According to the FICCI Manufacturing Survey for July-September, the outlook appears to have improved markedly in Q2 after a weak Q1. The percentage of responders reporting increased output in the second quarter of 2021-22 was much above 50%, at roughly 61%. This was much higher than the same percentage in the second quarter of last year.
According to a FICCI statement, the assessment is reflected in order books, with 72 percent of respondents expecting a bigger number of orders in July-September 2021-22 than in April-June 2021-22. However, the poll found that a large proportion of respondents are seeing growing business and production costs.
For 80 percent of respondents in the poll, the cost of production as a percentage of sales grew in Q1 2021-22. This is significantly higher than the figure reported in Q4 2020-21, when 72% of respondents said their production costs had increased.
Expensive fixed expenses, greater overhead costs for ensuring safety measures, severe drop in volumes due to lockdown, lower capacity utilisation, high freight charges and other logistic costs, increased cost of raw materials, power costs, and high interest rates.
Further Key Takeaways
The latest quarterly survey evaluated manufacturers’ sentiments in eleven major sectors, including automotive, capital goods, cement and ceramics, chemicals, fertilisers and pharmaceuticals, electronics and electricals, metal and metal products, paper products, textiles, textile machinery, toys, and miscellaneous, for Q2 .
Nearly 300 manufacturing firms from both major and small businesses responded, with a total yearly revenue of over 2.7 lakh crore. According to the report, overall capacity utilisation in manufacturing was 72 percent in Q2 2021-22, indicating that manufacturing is recovering. The future investment prognosis, on the other hand, remains cautiously optimistic, with 32% of respondents planning capacity additions in the next six months.

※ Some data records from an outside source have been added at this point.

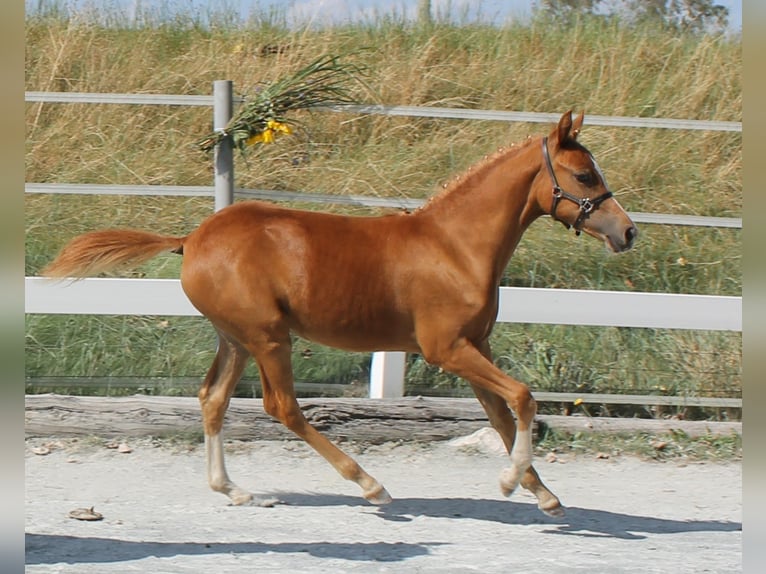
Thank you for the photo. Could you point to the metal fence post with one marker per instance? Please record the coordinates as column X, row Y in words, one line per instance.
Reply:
column 223, row 154
column 387, row 375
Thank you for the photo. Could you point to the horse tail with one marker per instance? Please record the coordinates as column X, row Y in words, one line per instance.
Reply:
column 99, row 251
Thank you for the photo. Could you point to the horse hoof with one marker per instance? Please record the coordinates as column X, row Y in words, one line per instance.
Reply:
column 240, row 497
column 378, row 496
column 509, row 480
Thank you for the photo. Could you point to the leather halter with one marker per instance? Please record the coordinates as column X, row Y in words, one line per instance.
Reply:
column 585, row 204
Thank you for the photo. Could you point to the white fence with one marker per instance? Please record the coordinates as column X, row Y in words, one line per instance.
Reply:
column 520, row 305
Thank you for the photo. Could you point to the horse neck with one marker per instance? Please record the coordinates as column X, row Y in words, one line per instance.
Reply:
column 488, row 209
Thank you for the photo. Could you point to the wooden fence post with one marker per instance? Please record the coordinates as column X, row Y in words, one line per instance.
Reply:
column 387, row 375
column 223, row 154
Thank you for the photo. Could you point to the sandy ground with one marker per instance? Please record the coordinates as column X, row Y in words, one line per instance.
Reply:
column 623, row 514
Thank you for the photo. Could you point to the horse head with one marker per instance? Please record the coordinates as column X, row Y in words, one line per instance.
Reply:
column 575, row 192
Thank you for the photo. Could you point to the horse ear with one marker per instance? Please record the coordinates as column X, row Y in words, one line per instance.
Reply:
column 577, row 125
column 561, row 131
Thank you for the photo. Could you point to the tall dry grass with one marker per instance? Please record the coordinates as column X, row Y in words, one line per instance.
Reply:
column 603, row 68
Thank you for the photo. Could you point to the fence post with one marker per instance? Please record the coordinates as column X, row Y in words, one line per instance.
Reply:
column 223, row 154
column 387, row 375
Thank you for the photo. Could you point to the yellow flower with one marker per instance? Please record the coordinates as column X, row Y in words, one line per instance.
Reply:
column 273, row 128
column 276, row 126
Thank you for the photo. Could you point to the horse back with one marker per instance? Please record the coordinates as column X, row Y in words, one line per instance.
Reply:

The expense of doing business remains a source of concern for the sector, according to the report. High raw material prices, high finance costs, demand uncertainty, a scarcity of skilled labour and working capital, high logistics costs, low domestic and global demand, excess capacity due to a large volume of cheap imports into India, an unstable market, and a high power tariff are some of the major constraints affecting respondents’ expansion plans, according to the report.
The challenge with pharma on a manufacturing scale
With a 12 percent global market share in pharmaceutical formulations, India already has a strong position. The current API incentive plan is crucial in reviving part of this production and safeguarding the supply chain for our formulations business. The nation cannot afford a disruption in drug intermediate and API supplies, because if this occurs, the axe would fall not just on generics exports, but also on domestic pharmaceutical supplies.
However, replacing China in this area is difficult due to the scale they have already established around various items and their pricing philosophy, which allows them to slash prices by using depreciated facilities. If we can’t match Chinese scale and price, or the developed world’s strengths, then we won’t give any meaningful benefits or incentives for the developed world to really source from or outsource to India.
What does India’s industrial sector entail?
Manufacturing of machinery and equipment, electrical and metal products, cement, building and construction materials, rubber and plastic products, and automation technology items is a major growth area for the Indian economy.
What percentage of GDP does the manufacturing sector contribute?
The manufacturing sector in India currently contributes 16-17 percent to GDP and employs about 12% of the country’s workforce (as of 2014). According to research, every job produced in manufacturing has a multiplier effect of 2–3 jobs created in the services sector.